Impact of pyrophosphate and O-ethyl-substituted pyrophosphate groups on DNA structure

Design of novel DNA probes to inhibit specific repair pathways is important for basic science applications and for use as therapeutic agents. As shown previously, single pyrophosphate (PP) and O-ethyl-substituted pyrophosphate (SPP) modifications can inhibit the DNA glycosylase activities on damaged DNA. To understand the structural basis of this inhibition, the influence of the PP and SPP internucleotide groups on the helical parameters and geometry of a double-stranded DNA was studied by using molecular modeling tools including molecular dynamics and quantum mechanical-molecular mechanical (QM/MM) approaches. Native and locally modified PP- and SPP-containing DNA duplexes of dodecanucleotide d(C1G2C3G4A5A6T7T8C9G10C11G12) were simulated in aqueous solution. The energies and forces were computed by using the PBE0/6-31+G** approach in the QM part and the AMBER force-field parameters in the MM part. Analysis of the local base-pair helical parameters, internucleotide distances, and overall global structure at the located stationary points revealed a close similarity of the initial and modified duplexes, with only torsion angles of the main chain being altered in the vicinity of introduced chemical modification.

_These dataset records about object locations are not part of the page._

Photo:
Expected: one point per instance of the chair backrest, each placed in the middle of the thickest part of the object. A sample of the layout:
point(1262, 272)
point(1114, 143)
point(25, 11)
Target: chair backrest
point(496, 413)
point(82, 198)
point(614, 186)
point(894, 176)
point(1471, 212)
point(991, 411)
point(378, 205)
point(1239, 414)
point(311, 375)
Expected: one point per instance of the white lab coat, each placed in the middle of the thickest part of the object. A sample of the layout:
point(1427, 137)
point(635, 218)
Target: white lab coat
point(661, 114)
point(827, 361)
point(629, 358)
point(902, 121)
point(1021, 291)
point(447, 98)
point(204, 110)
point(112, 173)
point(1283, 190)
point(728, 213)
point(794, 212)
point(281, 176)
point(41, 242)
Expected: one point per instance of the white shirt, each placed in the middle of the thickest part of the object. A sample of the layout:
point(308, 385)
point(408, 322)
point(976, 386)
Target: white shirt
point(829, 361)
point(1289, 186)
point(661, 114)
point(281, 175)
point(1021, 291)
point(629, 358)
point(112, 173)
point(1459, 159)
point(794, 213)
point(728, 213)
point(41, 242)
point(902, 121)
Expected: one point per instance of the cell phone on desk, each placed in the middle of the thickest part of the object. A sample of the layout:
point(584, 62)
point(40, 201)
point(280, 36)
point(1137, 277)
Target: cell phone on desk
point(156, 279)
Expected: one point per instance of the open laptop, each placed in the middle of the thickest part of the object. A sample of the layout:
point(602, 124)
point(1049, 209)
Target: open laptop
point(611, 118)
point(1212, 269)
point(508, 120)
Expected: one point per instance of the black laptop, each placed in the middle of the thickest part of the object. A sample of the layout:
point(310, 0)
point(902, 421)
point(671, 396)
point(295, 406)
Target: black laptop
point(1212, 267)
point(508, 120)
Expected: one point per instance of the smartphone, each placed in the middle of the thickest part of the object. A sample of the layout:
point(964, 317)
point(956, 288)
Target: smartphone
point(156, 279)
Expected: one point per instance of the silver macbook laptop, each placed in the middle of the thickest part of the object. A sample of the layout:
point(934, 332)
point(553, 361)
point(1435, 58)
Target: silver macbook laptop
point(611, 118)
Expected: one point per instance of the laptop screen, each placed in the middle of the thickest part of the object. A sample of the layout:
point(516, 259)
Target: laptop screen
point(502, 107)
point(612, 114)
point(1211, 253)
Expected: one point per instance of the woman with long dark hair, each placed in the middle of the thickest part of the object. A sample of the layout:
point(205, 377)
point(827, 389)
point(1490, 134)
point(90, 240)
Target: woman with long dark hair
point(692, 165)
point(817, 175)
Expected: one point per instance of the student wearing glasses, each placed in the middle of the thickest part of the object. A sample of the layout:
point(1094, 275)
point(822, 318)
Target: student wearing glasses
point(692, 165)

Results show that the PP and SPP groups are built into a helix structure without elongation of the internucleotide distance due to flipping-out of phosphate group from the sugar-phosphate backbone. The mechanism of such embedding has only a minor impact on the base pairs stacking and Watson-Crick interactions. Biochemical studies revealed that the PP and SPP groups immediately 5', but not 3', to the 8-oxoguanosine (8oxodG) inhibit translesion synthesis by a DNA polymerase in vitro. These results suggest that subtle perturbations of the DNA backbone conformation influence processing of base lesions.